On the *second* build, it fails, with an exception that's clearly, unambiguously, inside a try-catch that should catch it. Catching "Throwable" instead of "Exception" doesn't help. This is the Terminator Exception, it can't be caught, it can't be stopped, and it only flags on every *other* build.

In the *build script*.

What an infuriating, miserable loss of a day this was.

I have a reproducible build failure that I can *only* explain if there is a bug in gradle.

Trying to make a minimal test case, I make a new Android Studio project and copy all apparently relevant bits from the gradle file. The bug doesn't reproduce in the new project.

I think I need to file a bug and move on, but I can't make a minimal test case, so they'll probably disregard my complex test case— and maybe they should! I dunno!

@mcc sleep on it. That's my answer for most of these.

mcc

@Flux I guess, but I actually don't believe it's my bug at this point.

@Flux I would also really, *really* like to not wind up expending a second day on this, especially since this was supposed to be a "break" day— I decided instead of working on my "real" project today I was gonna do some work on Tusky's video player. Which never got started because instead I've been fighting with Gradle…

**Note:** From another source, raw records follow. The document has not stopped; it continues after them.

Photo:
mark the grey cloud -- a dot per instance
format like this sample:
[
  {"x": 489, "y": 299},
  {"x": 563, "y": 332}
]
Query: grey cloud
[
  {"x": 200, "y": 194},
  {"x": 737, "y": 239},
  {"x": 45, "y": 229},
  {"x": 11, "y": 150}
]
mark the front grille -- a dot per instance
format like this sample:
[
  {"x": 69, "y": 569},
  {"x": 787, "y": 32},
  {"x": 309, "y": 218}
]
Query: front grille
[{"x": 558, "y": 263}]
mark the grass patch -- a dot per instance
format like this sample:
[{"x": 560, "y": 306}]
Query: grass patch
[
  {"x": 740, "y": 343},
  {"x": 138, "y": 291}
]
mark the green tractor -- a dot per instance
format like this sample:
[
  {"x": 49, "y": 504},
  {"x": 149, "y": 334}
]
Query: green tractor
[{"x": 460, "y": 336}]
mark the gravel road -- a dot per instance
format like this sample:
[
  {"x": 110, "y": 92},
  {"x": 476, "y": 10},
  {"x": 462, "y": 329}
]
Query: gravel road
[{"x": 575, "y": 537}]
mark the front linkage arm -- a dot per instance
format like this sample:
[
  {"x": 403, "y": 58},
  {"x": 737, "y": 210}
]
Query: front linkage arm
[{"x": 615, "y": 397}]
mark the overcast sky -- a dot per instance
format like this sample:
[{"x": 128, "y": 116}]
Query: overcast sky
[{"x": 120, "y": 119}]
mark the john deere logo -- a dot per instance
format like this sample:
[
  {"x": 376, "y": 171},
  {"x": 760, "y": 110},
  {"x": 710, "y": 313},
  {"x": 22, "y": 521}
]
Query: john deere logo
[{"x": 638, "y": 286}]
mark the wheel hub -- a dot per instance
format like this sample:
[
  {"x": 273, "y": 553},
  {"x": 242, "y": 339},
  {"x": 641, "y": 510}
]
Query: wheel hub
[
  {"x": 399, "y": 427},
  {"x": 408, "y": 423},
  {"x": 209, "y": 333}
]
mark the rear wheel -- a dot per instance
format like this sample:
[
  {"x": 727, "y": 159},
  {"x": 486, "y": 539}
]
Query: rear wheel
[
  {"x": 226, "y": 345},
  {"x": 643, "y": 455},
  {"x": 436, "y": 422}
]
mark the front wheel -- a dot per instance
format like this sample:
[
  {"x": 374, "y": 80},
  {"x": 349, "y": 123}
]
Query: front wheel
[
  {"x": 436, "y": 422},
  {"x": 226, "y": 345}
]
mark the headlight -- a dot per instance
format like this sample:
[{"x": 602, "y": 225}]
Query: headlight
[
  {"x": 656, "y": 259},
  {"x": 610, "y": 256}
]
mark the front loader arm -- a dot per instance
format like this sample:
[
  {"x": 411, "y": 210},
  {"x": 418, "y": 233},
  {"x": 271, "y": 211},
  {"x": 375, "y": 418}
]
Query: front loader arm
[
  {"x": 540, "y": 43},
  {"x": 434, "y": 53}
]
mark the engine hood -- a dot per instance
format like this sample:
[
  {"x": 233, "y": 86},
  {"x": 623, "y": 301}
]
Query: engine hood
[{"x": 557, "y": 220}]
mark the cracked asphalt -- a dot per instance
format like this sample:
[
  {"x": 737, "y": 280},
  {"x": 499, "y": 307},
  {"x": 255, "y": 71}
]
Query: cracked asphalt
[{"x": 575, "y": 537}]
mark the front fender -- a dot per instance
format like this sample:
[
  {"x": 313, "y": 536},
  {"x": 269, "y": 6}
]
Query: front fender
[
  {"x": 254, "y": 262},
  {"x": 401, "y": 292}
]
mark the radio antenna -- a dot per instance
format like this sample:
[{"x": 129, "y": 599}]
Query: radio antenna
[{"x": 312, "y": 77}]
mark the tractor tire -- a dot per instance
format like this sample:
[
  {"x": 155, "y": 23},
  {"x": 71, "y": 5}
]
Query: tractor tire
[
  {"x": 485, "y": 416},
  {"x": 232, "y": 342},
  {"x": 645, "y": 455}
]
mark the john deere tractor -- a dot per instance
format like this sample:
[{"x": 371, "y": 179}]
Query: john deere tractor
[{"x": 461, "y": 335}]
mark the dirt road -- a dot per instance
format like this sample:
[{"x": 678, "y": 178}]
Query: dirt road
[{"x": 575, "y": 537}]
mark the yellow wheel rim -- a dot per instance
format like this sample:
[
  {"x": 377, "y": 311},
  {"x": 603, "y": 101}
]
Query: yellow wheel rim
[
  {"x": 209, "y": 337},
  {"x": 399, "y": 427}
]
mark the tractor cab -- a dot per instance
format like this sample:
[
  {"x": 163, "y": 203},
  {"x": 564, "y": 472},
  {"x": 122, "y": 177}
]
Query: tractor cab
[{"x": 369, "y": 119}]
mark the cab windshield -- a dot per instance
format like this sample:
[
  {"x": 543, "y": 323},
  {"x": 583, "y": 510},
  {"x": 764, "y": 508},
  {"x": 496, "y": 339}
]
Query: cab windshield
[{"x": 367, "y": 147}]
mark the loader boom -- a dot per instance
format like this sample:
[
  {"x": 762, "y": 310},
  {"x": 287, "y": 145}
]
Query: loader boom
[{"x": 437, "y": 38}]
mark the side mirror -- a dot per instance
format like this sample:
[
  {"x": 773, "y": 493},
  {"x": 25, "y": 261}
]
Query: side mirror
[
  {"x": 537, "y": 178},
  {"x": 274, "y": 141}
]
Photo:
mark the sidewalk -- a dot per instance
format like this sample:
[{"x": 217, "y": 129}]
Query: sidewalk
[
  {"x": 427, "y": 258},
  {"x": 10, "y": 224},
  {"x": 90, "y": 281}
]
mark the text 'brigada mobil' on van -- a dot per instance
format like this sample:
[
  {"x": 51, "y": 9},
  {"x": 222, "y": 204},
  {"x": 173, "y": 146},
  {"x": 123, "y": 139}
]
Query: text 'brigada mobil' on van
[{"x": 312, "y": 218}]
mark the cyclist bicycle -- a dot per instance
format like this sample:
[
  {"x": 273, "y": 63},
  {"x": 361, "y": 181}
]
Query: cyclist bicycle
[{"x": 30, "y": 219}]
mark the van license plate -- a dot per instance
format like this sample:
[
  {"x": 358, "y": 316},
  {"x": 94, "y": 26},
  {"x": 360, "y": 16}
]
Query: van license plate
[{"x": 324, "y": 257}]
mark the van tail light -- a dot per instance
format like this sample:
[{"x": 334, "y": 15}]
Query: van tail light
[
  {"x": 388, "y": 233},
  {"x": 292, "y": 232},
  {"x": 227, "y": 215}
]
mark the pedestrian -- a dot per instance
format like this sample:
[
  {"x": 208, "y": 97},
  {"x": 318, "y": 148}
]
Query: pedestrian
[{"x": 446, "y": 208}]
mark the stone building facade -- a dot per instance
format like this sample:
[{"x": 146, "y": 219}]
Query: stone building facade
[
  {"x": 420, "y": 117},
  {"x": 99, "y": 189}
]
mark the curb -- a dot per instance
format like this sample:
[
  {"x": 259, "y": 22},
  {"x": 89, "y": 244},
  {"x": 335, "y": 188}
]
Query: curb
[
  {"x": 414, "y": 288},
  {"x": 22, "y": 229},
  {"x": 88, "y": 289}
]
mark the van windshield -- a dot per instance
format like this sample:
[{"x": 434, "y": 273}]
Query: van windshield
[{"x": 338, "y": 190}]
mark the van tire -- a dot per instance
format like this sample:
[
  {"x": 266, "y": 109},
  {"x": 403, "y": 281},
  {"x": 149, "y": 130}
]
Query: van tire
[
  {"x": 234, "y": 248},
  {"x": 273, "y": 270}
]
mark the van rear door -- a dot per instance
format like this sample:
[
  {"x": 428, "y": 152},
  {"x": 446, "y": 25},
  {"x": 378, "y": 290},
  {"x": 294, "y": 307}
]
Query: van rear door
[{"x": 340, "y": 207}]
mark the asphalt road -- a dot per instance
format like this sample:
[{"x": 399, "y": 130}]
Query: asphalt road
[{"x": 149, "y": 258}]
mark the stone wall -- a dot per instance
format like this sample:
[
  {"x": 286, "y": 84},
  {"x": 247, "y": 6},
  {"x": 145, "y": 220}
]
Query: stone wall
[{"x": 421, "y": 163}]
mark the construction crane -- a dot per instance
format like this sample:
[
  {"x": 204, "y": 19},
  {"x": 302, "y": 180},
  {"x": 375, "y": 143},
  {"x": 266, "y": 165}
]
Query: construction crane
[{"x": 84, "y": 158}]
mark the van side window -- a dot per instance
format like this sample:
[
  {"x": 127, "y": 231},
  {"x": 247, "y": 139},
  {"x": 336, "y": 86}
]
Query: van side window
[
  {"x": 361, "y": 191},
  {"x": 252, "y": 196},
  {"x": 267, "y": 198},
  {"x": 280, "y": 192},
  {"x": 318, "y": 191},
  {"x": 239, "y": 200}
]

@mcc my sympathies. One thing that continually annoys me about software development, still after 40 years of it, is how build systems require regular sacrifices of senior talent to keep them working.

@Flux I don't like Rust, but I kind of want to just move all my development over to Rust because it's the only thing I've found where the packaging ecosystem/build tooling actually works without problems.

@mcc that's why I mostly golang. But I haven't rusted properly yet.

@mcc @Flux I had a surprisingly positive experience with Golang's environment recently, despite expecting it to be the usual build nightmare. Humans can learn! It's amazing!